W nocy z czwartku na piątek stan Teksas nawiedziły katastrofalne powodzie. Na obszarze od miasta San Angelo po Kerrville spadło od 100 do nawet ponad 250 litrów na metr kwadratowy deszczu - tyle, ile z reguły w ciągu kilku miesięcy.
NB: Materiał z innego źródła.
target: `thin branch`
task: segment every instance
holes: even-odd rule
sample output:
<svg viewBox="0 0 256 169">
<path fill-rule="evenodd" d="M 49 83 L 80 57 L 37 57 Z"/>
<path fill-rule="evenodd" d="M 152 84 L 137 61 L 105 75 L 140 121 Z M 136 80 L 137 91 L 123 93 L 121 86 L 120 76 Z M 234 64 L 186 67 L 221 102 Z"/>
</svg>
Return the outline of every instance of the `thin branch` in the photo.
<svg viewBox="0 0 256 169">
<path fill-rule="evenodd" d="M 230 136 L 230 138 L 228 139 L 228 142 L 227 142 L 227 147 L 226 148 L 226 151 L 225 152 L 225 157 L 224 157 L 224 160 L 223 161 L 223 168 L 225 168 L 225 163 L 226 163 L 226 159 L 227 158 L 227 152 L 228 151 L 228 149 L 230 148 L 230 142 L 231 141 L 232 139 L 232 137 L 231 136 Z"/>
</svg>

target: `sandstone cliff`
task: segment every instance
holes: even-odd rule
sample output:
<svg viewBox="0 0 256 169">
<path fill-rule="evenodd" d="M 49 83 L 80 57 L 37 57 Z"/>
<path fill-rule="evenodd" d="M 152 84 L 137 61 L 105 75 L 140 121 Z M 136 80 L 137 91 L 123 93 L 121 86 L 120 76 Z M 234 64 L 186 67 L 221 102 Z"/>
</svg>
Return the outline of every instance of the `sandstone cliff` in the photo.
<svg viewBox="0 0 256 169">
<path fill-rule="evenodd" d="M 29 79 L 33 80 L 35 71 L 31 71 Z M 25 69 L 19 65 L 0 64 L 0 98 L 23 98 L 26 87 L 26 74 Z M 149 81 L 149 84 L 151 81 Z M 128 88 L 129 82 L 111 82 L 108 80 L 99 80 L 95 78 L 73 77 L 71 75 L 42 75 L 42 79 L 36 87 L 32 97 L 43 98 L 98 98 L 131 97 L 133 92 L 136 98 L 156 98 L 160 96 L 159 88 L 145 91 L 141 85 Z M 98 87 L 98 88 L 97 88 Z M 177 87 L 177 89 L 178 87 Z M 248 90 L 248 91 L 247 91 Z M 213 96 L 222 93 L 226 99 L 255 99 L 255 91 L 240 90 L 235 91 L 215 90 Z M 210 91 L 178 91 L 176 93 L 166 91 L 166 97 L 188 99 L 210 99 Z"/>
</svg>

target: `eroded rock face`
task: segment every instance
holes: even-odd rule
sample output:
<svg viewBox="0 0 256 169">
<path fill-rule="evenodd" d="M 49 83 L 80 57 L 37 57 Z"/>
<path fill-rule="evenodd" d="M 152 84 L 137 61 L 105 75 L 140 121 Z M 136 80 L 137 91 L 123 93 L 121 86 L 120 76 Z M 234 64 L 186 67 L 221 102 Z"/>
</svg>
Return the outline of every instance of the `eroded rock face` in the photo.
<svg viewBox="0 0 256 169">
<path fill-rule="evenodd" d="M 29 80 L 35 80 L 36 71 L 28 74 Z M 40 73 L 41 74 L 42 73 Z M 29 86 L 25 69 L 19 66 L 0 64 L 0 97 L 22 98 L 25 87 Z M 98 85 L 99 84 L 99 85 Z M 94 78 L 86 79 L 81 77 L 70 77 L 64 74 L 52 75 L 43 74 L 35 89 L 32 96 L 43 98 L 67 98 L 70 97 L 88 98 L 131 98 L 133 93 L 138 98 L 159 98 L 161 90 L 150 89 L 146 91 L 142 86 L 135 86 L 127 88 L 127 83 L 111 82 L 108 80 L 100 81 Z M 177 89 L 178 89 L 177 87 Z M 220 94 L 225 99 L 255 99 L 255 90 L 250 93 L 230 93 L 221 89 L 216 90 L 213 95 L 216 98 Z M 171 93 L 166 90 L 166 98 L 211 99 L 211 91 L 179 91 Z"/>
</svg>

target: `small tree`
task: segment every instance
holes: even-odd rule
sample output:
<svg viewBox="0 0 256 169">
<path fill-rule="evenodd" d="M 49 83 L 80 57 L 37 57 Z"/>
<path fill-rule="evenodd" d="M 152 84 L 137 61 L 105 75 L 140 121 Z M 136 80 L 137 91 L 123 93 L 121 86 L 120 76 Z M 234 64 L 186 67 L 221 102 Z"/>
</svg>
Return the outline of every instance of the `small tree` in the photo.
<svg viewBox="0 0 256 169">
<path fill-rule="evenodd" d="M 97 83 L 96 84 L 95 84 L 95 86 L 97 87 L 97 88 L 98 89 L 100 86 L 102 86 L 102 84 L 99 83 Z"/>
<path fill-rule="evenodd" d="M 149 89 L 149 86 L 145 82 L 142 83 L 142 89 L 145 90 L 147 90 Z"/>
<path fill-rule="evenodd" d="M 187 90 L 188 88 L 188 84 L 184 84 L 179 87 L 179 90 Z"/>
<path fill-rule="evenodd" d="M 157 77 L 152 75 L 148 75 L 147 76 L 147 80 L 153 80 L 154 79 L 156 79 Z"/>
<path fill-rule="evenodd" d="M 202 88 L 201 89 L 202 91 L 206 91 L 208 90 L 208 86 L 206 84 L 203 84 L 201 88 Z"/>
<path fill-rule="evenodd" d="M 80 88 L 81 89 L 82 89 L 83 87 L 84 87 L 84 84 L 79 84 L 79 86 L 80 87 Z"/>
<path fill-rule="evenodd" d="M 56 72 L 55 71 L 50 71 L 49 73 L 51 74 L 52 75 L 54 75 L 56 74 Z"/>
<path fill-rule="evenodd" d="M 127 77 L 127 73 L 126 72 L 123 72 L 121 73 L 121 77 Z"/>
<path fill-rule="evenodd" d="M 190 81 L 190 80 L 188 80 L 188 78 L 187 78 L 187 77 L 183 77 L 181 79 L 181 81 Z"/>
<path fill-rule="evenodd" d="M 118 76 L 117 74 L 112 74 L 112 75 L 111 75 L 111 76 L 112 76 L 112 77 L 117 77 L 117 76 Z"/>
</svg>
Najtrudniejsza sytuacja panuje do tej pory w hrabstwie Kerr, gdzie odbywał się chrześcijański obóz Camp Mystic. Brało w nim udział około 750 osób. Część z nich ewakuowano helikopterami, ale wiele jest poszukiwanych.
Rośnie bilans ofiar
W sobotę wieczorem (noc z soboty na niedzielę w Polsce) szeryf hrabstwa Kerr poinformował, że liczba ofiar śmiertelnych powodzi błyskawicznej w Teksasie wzrosła do co najmniej 50, a wśród nich jest 15 dzieci. Poprzednio informowano o 32, a potem o 43 zabitych. Co najmniej 850 osób ewakuowano bądź uratowano - przekazały władze.
Akcja poszukiwawczo-ratunkowa na miejscu trwa. Poszukiwanych jest co najmniej 20 osób, w tym dziewczynki, które przebywały na obozie Camp Mystic. Uczestnicy obozu są też wśród ofiar śmiertelnych powodzi.
Polacy cali i zdrowi
Na Camp Mystic było 24 uczestników wymiany kulturowej Camp America z Polski. Wszyscy są cali i zdrowi.
Obóz znajdował się w pobliżu rzeki Guadalupe, która w nocy z czwartku na piątek gwałtownie wystąpiła z brzegów z powodu silnych opadów deszczu.
Burmistrz Kerrville Joe Herring poinformował, że do powodzi błyskawicznej doszło "gdy ludzie byli w łóżkach".